El ruso miró los dispositivos con desconfianza, pero su instinto militar y su desesperación por el poder se impusieron.
—Adelante.
Antryx se movió con una velocidad inhumana y le clavó el primer microchip en la oreja izquierda.
—¡AGH, MALDICIÓN! —Volkhov apretó los dientes, sintiendo cómo la aguja penetraba su cartílago, enviando un dolor lacerante por su cráneo. El sonido de un crujido interno lo hizo estremecerse.
—Uno más… —susurró Antryx con la misma indiferencia.
Sin darle tiempo para recuperarse, clavó el segundo microchip en la oreja derecha.
—¡JODER! —Volkhov se tambaleó hacia atrás, sintiendo como si le hubieran perforado el cerebro. Un zumbido ensordecedor llenó su cabeza por unos segundos… y luego, de repente, todo se aclaró. Podía entender cada palabra que decían los heraldos, su mente se había conectado a la tecnología.
Respirando con dificultad, levantó la mirada hacia Ryuusei.
—Eso fue solo el primer paso. Ahora… vamos con lo realmente interesante —dijo Ryuusei.
Volkhov sintió que su estómago se revolvía. —¿"Realmente interesante"?
Antryx volvió a extender la mano, y esta vez, en su palma descansaba un objeto que parecía un cristal negro con vetas carmesíes que palpitaban como si tuviera un corazón propio.
—La Piedra de Regeneración. —explicó Antryx—. No funciona automáticamente… debe ser implantada manualmente, en tu corazón. Será tu punto de conciencia anacrónica, lo que te permitirá ser tan formidable como nosotros.
Volkhov sintió un escalofrío recorrerle la espalda, un miedo que superaba al terror de la guerra.
—No… no me jodas. ¿Quieres decir que me vas a abrir el pecho?
Ryuusei se inclinó levemente hacia él, su expresión se tornó más seria que nunca.

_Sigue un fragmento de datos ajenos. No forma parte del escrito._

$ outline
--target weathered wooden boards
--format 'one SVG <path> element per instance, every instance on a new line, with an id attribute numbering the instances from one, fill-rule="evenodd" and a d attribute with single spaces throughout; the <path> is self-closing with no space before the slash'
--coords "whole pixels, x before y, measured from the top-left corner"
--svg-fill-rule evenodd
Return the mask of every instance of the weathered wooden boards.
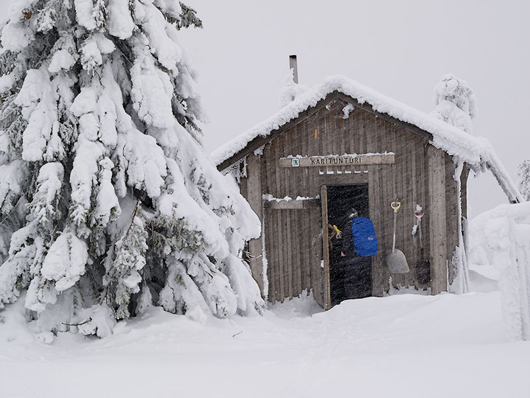
<path id="1" fill-rule="evenodd" d="M 280 167 L 347 167 L 372 164 L 393 164 L 393 153 L 298 156 L 280 158 Z"/>
<path id="2" fill-rule="evenodd" d="M 356 105 L 346 119 L 336 117 L 326 109 L 326 101 L 333 100 L 330 96 L 304 112 L 247 155 L 248 177 L 241 188 L 263 222 L 262 238 L 250 243 L 250 262 L 253 276 L 267 289 L 264 296 L 275 302 L 312 291 L 320 305 L 329 307 L 323 186 L 355 184 L 368 184 L 370 218 L 379 240 L 380 254 L 372 258 L 373 295 L 384 295 L 390 280 L 395 287 L 430 287 L 433 294 L 446 290 L 460 222 L 451 158 L 429 144 L 427 133 L 366 106 Z M 384 262 L 392 245 L 390 203 L 395 200 L 402 203 L 396 247 L 411 268 L 403 275 L 390 274 Z M 423 258 L 418 234 L 412 232 L 418 205 L 425 211 Z M 417 279 L 421 260 L 430 260 L 431 282 Z"/>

—Volkhov… ¿confías en mí? Esto es lo que te da el poder que necesitas. Es la única forma de que te puedas equiparar a nuestra fuerza para cumplir tu objetivo de salvar a esos niños.
El soldado fugitivo sintió que el sudor frío le resbalaba por la sien. No había escapatoria. Si de verdad quería alcanzar la fuerza que le prometieron para salvar a los niños, tendría que aceptar lo impensable.

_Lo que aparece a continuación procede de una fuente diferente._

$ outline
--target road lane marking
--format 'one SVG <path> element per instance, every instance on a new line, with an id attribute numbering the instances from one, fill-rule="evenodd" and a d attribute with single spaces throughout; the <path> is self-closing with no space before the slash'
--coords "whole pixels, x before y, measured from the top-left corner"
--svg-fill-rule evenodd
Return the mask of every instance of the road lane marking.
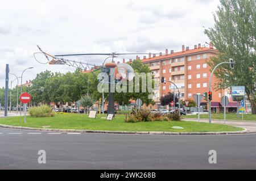
<path id="1" fill-rule="evenodd" d="M 8 134 L 21 134 L 22 133 L 8 133 Z"/>
<path id="2" fill-rule="evenodd" d="M 27 134 L 41 134 L 42 133 L 27 133 Z"/>

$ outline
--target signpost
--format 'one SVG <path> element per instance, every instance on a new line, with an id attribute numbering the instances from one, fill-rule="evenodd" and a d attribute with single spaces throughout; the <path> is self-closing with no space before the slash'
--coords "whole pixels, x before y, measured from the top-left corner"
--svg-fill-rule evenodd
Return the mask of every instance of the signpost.
<path id="1" fill-rule="evenodd" d="M 27 104 L 31 100 L 31 96 L 27 92 L 20 94 L 19 100 L 23 104 L 24 106 L 24 123 L 26 123 L 26 117 L 27 116 Z"/>
<path id="2" fill-rule="evenodd" d="M 242 107 L 242 120 L 243 120 L 243 108 L 245 107 L 245 100 L 242 100 L 242 101 L 241 102 L 241 106 Z"/>
<path id="3" fill-rule="evenodd" d="M 221 104 L 224 108 L 224 124 L 226 124 L 226 107 L 229 103 L 229 98 L 226 96 L 222 96 L 221 98 Z"/>
<path id="4" fill-rule="evenodd" d="M 142 105 L 142 101 L 141 99 L 137 99 L 136 100 L 136 106 L 138 106 L 138 109 L 139 110 L 140 107 Z"/>
<path id="5" fill-rule="evenodd" d="M 185 101 L 185 104 L 186 105 L 186 107 L 188 106 L 188 104 L 189 103 L 189 102 L 188 100 Z"/>
<path id="6" fill-rule="evenodd" d="M 193 98 L 194 98 L 195 101 L 196 103 L 196 104 L 197 105 L 197 110 L 198 110 L 198 121 L 200 122 L 200 104 L 201 102 L 202 101 L 203 98 L 204 97 L 203 95 L 198 95 L 198 94 L 194 94 L 193 95 Z"/>
<path id="7" fill-rule="evenodd" d="M 233 101 L 237 102 L 237 118 L 239 119 L 239 107 L 240 101 L 245 98 L 245 86 L 232 86 L 232 95 Z"/>

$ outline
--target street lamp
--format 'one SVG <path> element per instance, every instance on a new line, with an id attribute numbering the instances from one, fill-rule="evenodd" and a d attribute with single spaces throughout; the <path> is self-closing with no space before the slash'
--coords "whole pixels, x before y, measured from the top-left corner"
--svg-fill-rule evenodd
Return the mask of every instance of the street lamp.
<path id="1" fill-rule="evenodd" d="M 11 75 L 14 75 L 15 77 L 16 77 L 16 79 L 17 79 L 17 81 L 18 81 L 18 82 L 17 82 L 17 88 L 16 88 L 16 89 L 17 89 L 17 100 L 16 100 L 16 115 L 18 115 L 18 96 L 19 96 L 19 89 L 18 89 L 18 86 L 19 86 L 19 78 L 21 78 L 21 77 L 18 77 L 18 76 L 17 75 L 16 75 L 15 74 L 13 74 L 13 73 L 10 73 L 10 74 L 11 74 Z M 13 82 L 13 81 L 11 82 Z M 11 104 L 10 104 L 10 106 L 11 105 Z"/>
<path id="2" fill-rule="evenodd" d="M 24 69 L 24 70 L 23 70 L 23 71 L 22 71 L 22 76 L 21 76 L 21 85 L 20 85 L 20 94 L 22 94 L 22 76 L 23 75 L 23 73 L 26 71 L 26 70 L 28 70 L 28 69 L 33 69 L 34 68 L 27 68 L 27 69 Z M 20 109 L 19 109 L 19 112 L 20 112 L 20 116 L 21 116 L 21 106 L 22 106 L 22 102 L 21 102 L 21 101 L 20 101 Z"/>

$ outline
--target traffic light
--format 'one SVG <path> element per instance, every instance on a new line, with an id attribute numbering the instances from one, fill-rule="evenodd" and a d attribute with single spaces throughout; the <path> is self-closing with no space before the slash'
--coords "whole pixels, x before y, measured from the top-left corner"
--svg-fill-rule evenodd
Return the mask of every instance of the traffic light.
<path id="1" fill-rule="evenodd" d="M 161 77 L 161 83 L 166 83 L 166 79 L 164 78 L 164 77 Z"/>
<path id="2" fill-rule="evenodd" d="M 208 92 L 208 99 L 209 100 L 212 100 L 212 92 Z"/>
<path id="3" fill-rule="evenodd" d="M 229 58 L 229 65 L 231 69 L 234 69 L 234 60 L 232 58 Z"/>
<path id="4" fill-rule="evenodd" d="M 204 92 L 204 100 L 208 100 L 208 97 L 207 96 L 207 92 Z"/>

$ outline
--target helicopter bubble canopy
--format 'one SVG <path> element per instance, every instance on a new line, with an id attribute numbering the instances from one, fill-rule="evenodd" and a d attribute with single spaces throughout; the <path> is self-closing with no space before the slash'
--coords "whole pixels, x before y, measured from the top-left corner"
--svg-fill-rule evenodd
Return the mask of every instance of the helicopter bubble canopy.
<path id="1" fill-rule="evenodd" d="M 127 80 L 131 81 L 134 77 L 134 70 L 131 66 L 127 64 L 121 63 L 117 64 L 117 73 L 115 78 L 119 80 Z"/>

Respiró hondo, tragando saliva.
—Hazlo rápido… y sin joderme demasiado —ordenó, mirando a Ryuusei a los ojos, el juramento de un ex-niño soldado.

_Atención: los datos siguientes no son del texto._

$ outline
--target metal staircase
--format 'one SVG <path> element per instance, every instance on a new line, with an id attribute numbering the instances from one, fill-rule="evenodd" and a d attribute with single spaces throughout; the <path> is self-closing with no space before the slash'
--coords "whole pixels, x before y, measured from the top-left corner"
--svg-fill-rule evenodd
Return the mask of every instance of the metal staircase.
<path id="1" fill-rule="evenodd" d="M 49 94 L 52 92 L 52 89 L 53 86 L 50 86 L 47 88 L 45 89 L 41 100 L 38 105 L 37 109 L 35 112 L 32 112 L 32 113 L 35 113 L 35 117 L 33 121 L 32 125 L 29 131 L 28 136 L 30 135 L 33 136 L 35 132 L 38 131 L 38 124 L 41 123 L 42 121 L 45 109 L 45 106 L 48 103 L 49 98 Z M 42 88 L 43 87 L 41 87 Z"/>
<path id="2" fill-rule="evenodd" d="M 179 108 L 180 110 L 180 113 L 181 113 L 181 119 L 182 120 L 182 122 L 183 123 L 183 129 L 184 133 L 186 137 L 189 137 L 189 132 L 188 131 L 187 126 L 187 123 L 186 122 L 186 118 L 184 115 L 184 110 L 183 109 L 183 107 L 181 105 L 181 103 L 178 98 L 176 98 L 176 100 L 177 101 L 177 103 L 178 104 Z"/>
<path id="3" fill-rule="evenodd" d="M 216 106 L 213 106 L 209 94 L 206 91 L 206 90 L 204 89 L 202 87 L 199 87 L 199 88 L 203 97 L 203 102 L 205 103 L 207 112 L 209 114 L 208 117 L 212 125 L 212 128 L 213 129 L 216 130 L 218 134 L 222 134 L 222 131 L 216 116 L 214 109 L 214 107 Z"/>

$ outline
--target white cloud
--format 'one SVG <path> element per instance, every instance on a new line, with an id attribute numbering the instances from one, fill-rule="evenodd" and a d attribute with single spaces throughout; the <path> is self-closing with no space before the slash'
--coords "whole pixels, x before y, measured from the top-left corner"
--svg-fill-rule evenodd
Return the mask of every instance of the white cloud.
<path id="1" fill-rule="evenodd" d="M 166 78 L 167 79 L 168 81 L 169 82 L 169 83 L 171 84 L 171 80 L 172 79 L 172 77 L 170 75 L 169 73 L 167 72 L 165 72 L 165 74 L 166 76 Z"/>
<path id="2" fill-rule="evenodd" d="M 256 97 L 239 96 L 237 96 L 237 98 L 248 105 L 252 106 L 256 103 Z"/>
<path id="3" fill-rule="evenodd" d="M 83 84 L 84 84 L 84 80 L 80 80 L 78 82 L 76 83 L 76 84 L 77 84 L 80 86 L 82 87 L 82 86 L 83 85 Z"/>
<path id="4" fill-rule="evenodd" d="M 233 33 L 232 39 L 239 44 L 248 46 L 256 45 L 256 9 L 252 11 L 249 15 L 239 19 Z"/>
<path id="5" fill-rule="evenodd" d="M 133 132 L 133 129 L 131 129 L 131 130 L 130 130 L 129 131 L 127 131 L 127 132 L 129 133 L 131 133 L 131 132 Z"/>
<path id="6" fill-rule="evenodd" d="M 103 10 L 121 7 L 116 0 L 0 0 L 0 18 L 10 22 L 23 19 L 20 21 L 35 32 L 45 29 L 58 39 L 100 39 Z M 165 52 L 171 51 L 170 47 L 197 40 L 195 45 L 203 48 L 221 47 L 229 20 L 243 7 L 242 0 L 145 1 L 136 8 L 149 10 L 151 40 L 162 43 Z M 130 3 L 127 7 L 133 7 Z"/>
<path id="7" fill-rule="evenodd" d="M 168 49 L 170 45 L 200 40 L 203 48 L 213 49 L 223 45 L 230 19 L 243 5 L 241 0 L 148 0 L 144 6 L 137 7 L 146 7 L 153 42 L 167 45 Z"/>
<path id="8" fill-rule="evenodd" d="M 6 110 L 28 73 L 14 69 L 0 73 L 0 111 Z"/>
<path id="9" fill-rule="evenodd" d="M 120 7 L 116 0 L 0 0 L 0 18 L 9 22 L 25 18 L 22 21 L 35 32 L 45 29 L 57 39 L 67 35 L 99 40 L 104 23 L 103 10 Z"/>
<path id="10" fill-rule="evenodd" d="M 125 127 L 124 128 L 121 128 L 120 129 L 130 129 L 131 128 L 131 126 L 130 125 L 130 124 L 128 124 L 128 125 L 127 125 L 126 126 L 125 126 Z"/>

Ryuusei sonrió, una sonrisa que no llegó a sus ojos.
—Eso… no te lo puedo prometer.
Y antes de que Volkhov pudiera arrepentirse, sintió cómo los dedos de Ryuusei se hundían en su pecho, desgarrando carne y hueso sin anestesia alguna. El dolor fue cegador, un grito ahogado que solo el bosque helado escuchó, el precio que pagó por una nueva oportunidad para la humanidad.